Chor-Szene: Foto: VBW / Jiangsu Centre for the Performing Arts
Mit zwei Ausnahmen stammten alle Sänger und Sängerinnen aus China. Der chinesische Tenor Xue Haoyin, durch die Maske deutlich gealtert und europäisiert, gab einen stimmgewaltigen Titelhelden John „Labe“. Auchtung: im Chinesischen gibt es kein „R“, sodass sein Name „Labe“ ausgesprochen wurde. Xu Xiaoying glänzte mit ihrem ausdrucksstarken Sopran und ihrer subtilen Rollengestaltung als amerikanische Schulleiterin und Missionarin Minnie Vautrin. Tian Haojiang unterlegte die Rolle des Missionars John Magee mit seinem voluminösen Bass. Bariton Tong Meng gefiel als Oberst Huang, der nicht bereit ist, zu kapitulieren. Zhang Jiayu wirkte mit ihrem schrillen Sopran besonders ergreifend in der Rolle der hochschwangeren Li Xiuying, deren ungeborenes Kind in ihrem Leib mit 37 Stichen getötet worden war. Bariton Guo Yafeng ergänzte rollengerecht als Han Xianglin, wer immer das auch gewesen sein mag. Google schweigt sich über diese Person aus, ebenso das Programmheft. Der japanische General wurde pompös und stolz von Bariton Zhang Dongliang in Szene gesetzt. Tenor Xia Xintao sowie die Baritone Liu Yudong und He Feng ergänzten als japanische Offiziere Yamamoto und Ikeda und als eiskalter, menschenverachtender japanischer Botschafter Fukuda. Krankenhausarzt Dr. Robert Wilson wurde von dem US-amerikanischen Tenor Tom Mulder mit gut geführter Stimme vorgetragen. Pastor Mills wiederum von dem US-amerikanischen Bariton José Rubio. Beide wurden zum iSing ! Internationalen Nachwuchssängerkunstfestival Suzhou eingeladen. Hou Yihao hatte einen kurzen Auftritt als Achtjähriger Knabe im Spital, der mitansehen musste, wie seine Mutter und sein Bruder von Bajonetten durchbohrt wurden. Das Violinen-Solo auf der Bühne wurde besonders einfühlsam von Xu Yang gespielt.

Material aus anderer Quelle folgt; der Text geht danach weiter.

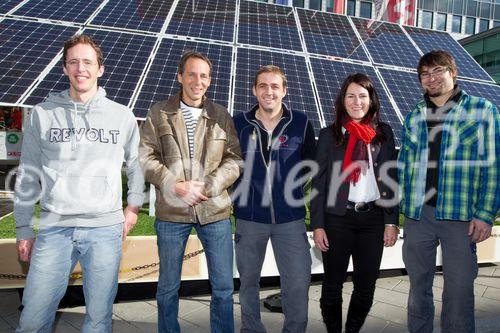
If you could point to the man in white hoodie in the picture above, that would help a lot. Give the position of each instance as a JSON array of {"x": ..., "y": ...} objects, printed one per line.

Das Symphony Orchestra der Jiangsu Performing Arts Group ergänzt durch das Suzhou Symphony Orchestra wurde von dem Pianisten und Dirigenten Xu Zhong voller Energie mit Verve geleitet. Er ist u.a. auch Chefdirigent des Sommermusikfestivals in Verona und musikalischer Leiter des Opernhauses Haifa.

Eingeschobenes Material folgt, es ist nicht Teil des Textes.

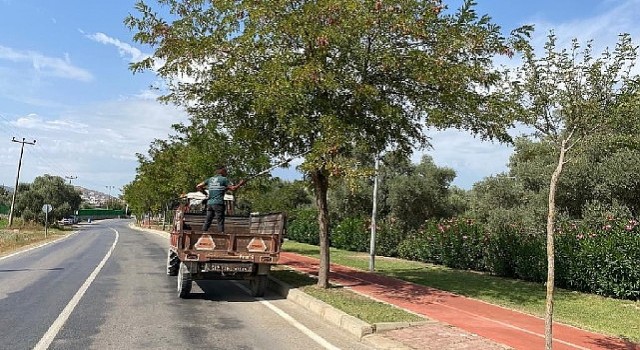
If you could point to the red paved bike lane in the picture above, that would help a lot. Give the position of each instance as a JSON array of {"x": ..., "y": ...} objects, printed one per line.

Das Ronacher war sehr gut ausgelastet und lediglich einige wenige Plätze waren frei geblieben. Gesungen wurde in chinesischer Sprache mit chinesischen und deutschen Übertiteln. Die Aufführung samt Pause dauerte etwa drei Stunden. Das Publikum schenkte allen Beteiligten an dieser Produktion begeisterten Applaus, dem sich der Rezensent gerne anschloss. Nachdem dieser das Ronacher verlassen hatte, konnte er noch eine Bemerkung eines noch älteren Besuchers aufschnappen, der sinngemäß meinte: „Weder das Thema sei interessant gewesen, noch die Musik!“ Tja: De gustibus non est disputandum!